Gao Jian-Jun, Wu Fang-Yuan, Liu Yu-Jia, Li Le, Lin Yi-Jun, Kang Yue-Ting, Peng Yue-Ming, Liu Yi-Fang, Wang Chen, Ma Zhen-Sheng, Cao Yang, Cao Hong-Yu, Mo Zhi-Wei, Li Yan, Ou Jing-Song, Ou Zhi-Jun
Division of Cardiac Surgery, Cardiovascular Diseases Institute, The First Affiliated Hospital, Sun Yat-sen University, Guangzhou, 510080, China.
National-Guangdong Joint Engineering Laboratory for Diagnosis and Treatment of Vascular Diseases, NHC key Laboratory of Assisted Circulation and Vascular Diseases (Sun Yat-sen University), Key Laboratory of Assisted Circulation and Vascular Diseases, Chinese Academy of Medical Sciences, Guangdong Provincial Engineering and Technology Center for Diagnosis and Treatment of Vascular Diseases, Guangzhou, 510080, China.
Sci China Life Sci. 2024 Dec;67(12):2635-2649. doi: 10.1007/s11427-023-2688-8. Epub 2024 Aug 15.
Diabetic foot ulcers (DFUs) are a serious vascular disease. Currently, no effective methods are available for treating DFUs. Pro-protein convertase subtilisin/kexin type 9 (PCSK9) regulates lipid levels to promote atherosclerosis. However, the role of PCSK9 in DFUs remains unclear. In this study, we found that the expression of PCSK9 in endothelial cells (ECs) increased significantly under high glucose (HG) stimulation and in diabetic plasma and vessels. Specifically, PCSK9 promotes the E3 ubiquitin-protein ligase NEDD4 binding to vascular endothelial growth factor receptor 2 (VEGFR2), which led to the ubiquitination of VEGFR2, resulting in its degradation and downregulation in ECs. Furthermore, PCSK9 suppresses the expression and activation of AKT, endothelial nitric oxide synthase (eNOS), and ERK1/2, leading to decreased nitric oxide (NO) production and increased superoxide anion (O) generation, which impairs vascular endothelial function and angiogenesis. Importantly, using evolocumab to limit the increase in PCSK9 expression blocked the HG-induced inhibition of NO production and the increase in O production, as well as inhibited the phosphorylation and expression of AKT, eNOS, and ERK1/2. Moreover, evolocumab improved vascular endothelial function and angiogenesis, and promoted wound healing in diabetes. Our findings suggest that targeting PCSK9 is a novel therapeutic approach for treating DFUs.

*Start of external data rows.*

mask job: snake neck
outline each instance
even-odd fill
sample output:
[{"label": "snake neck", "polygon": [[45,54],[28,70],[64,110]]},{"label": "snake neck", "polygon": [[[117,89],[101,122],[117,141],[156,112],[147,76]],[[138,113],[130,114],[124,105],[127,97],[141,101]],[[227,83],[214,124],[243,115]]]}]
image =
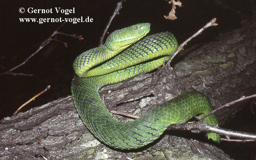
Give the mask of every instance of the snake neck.
[{"label": "snake neck", "polygon": [[123,49],[111,50],[105,44],[90,49],[76,57],[73,63],[73,69],[78,76],[86,77],[86,72],[91,68],[107,60]]}]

糖尿病足溃疡(DFUs)是一种严重的血管疾病。目前,尚无有效的方法可用于治疗DFUs。前蛋白转化酶枯草杆菌蛋白酶/kexin 9型(PCSK9)调节血脂水平以促进动脉粥样硬化。然而,PCSK9在DFUs中的作用仍不清楚。在本研究中,我们发现,在高糖(HG)刺激下以及在糖尿病患者的血浆和血管中,内皮细胞(ECs)中PCSK9的表达显著增加。具体而言,PCSK9促进E3泛素蛋白连接酶NEDD4与血管内皮生长因子受体2(VEGFR2)结合,导致VEGFR2泛素化,从而使其在ECs中降解并下调。此外,PCSK9抑制AKT、内皮型一氧化氮合酶(eNOS)和ERK1/2的表达和激活,导致一氧化氮(NO)生成减少和超氧阴离子(O)生成增加,从而损害血管内皮功能和血管生成。重要的是,使用依洛尤单抗限制PCSK9表达的增加可阻断HG诱导的NO生成抑制和O生成增加,并抑制AKT、eNOS和ERK1/2的磷酸化和表达。此外,依洛尤单抗改善了血管内皮功能和血管生成,并促进了糖尿病患者的伤口愈合。我们的研究结果表明,靶向PCSK9是一种治疗DFUs的新型治疗方法。